Is it really, though? If you subscribed to all of those services, it’d come to roughly £45 a month, based on rumoured launch prices for the upcoming services and current subscriber costs for the existing services. That’s about £1.45 a day, or half the price of one Indiana Jones movie on VHS in 1982. Is it really so outrageous to ask audiences to pay for the age of peak TV we’re currently living in? No one’s forcing you to subscribe to all or indeed any of them, and most offer family plans, meaning you can basically share logins with your friends and loved ones and split the cost of one subscription between four or five people.

That Guardian piece echoed the sentiments of many, and a wider feeling of entitlement among subscribers to streaming services. Last week, when Netflix announced the hugely popular sitcom The Office would be leaving its American platform in August, the streaming service was inundated with thousands of angry tweets.

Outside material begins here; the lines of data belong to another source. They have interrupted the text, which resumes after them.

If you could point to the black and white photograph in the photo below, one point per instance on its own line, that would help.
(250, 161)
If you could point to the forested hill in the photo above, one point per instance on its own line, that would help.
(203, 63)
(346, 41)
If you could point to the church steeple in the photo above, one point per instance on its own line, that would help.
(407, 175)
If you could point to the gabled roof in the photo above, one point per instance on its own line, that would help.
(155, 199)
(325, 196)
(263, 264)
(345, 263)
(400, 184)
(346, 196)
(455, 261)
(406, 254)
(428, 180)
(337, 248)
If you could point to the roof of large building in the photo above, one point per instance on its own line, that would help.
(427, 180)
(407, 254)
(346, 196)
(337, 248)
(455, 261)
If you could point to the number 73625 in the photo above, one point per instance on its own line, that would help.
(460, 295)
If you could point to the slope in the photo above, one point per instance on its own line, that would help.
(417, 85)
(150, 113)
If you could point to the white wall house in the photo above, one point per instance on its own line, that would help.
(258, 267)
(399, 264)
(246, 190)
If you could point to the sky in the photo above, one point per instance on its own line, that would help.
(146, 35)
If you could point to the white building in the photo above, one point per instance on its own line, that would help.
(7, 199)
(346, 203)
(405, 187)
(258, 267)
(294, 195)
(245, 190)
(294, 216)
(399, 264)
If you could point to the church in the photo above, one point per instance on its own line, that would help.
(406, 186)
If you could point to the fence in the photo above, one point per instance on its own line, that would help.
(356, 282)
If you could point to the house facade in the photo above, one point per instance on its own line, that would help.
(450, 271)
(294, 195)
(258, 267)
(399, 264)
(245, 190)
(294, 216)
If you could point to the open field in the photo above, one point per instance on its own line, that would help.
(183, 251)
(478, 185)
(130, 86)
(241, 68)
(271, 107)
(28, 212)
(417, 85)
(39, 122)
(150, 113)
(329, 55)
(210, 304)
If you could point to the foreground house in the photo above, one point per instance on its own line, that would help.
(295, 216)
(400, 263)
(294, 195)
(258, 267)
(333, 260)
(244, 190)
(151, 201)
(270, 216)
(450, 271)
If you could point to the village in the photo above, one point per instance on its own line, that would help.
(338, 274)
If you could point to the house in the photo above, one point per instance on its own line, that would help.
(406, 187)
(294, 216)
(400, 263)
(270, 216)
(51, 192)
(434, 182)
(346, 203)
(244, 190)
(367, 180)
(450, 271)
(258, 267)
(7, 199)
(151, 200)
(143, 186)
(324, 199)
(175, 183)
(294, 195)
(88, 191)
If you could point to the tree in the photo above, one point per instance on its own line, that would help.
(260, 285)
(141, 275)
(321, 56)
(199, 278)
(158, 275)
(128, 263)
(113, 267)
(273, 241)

A petition was launched that quickly amassed more than 50,000 signatures. Problem is, it’s not Netflix’s decision: The Office, owned by NBC/Warner and licensed to Netflix, is being taken back by NBC to feature on Warner’s upcoming streaming service. You’ve seen the meme of Michael Scott screaming “NO, GOD NO!”? The Office’s fans reacted with a similar ferocity of despair, presumably oblivious to the fact that all nine seasons are available to buy for a total of $30 on DVD if they wanted, roughly the price of three months’ Netflix subscription.

We live in an age of peak TV that streaming helped facilitate. In Wall Street Journal writer Ben Fritz’s excellent The Big Picture, a book exploring how franchise films, cinematic universes and companies like Netflix are forging a new future in Hollywood, he outlines how streaming and binge culture, introduced by DVD box-sets then sent nuclear by the likes of Netflix, have allowed for exciting new storytelling possibilities.

“Netflix changed ‘binge watching’... into the default mode for viewing,” he writes, going on to explain how previously, with most shows, every episode had to feel like a self-contained story, comprehensible to someone stumbling across that series for the first time. The rise of DVR, DVD then streaming services ushered in an age of TV series designed to be binged from the ground up. Seasons of shows like Stranger Things, which returns this week, are essentially 10-hour movies, structured as a continuing story broken into episodic chunks. Last year’s smash-hit Netflix horror series The Haunting of Hill House would have made no sense to someone discovering an episode halfway through the season on a traditional network while flicking between channels. On demand, though, they work brilliantly, becoming immersive stories that can continually evolve because showrunners know their audience is watching in marathon sessions, not tuning in here and there.

In 2019, we seem to expect more from the entertainment we enjoy, and to pay less for it than ever before. It’s not a problem limited to film and TV entertainment. The internet age has raised a generation, me included, used to getting things for free, or close to it: music, news, communication tools. For streaming services, the era of peak TV probably isn’t sustainable unless viewers embrace that creating great art involves coughing up for it. Netflix is expected to spend £11.5bn on creating original shows this year to fend off Apple and Disney+, both rumoured to be investing just as heavily. If paying a little extra means seeing the Star Wars universe expand in Disney+ show The Mandalorian, finding out what It’s Always Sunny in Philadelphia’s Rob McElhenney’s got in store with his new Apple comedy, and continuing to enjoy experimental animations like BoJack Horseman that might not exist elsewhere, then I’m in. The golden age of streaming might, in fact, just be getting started.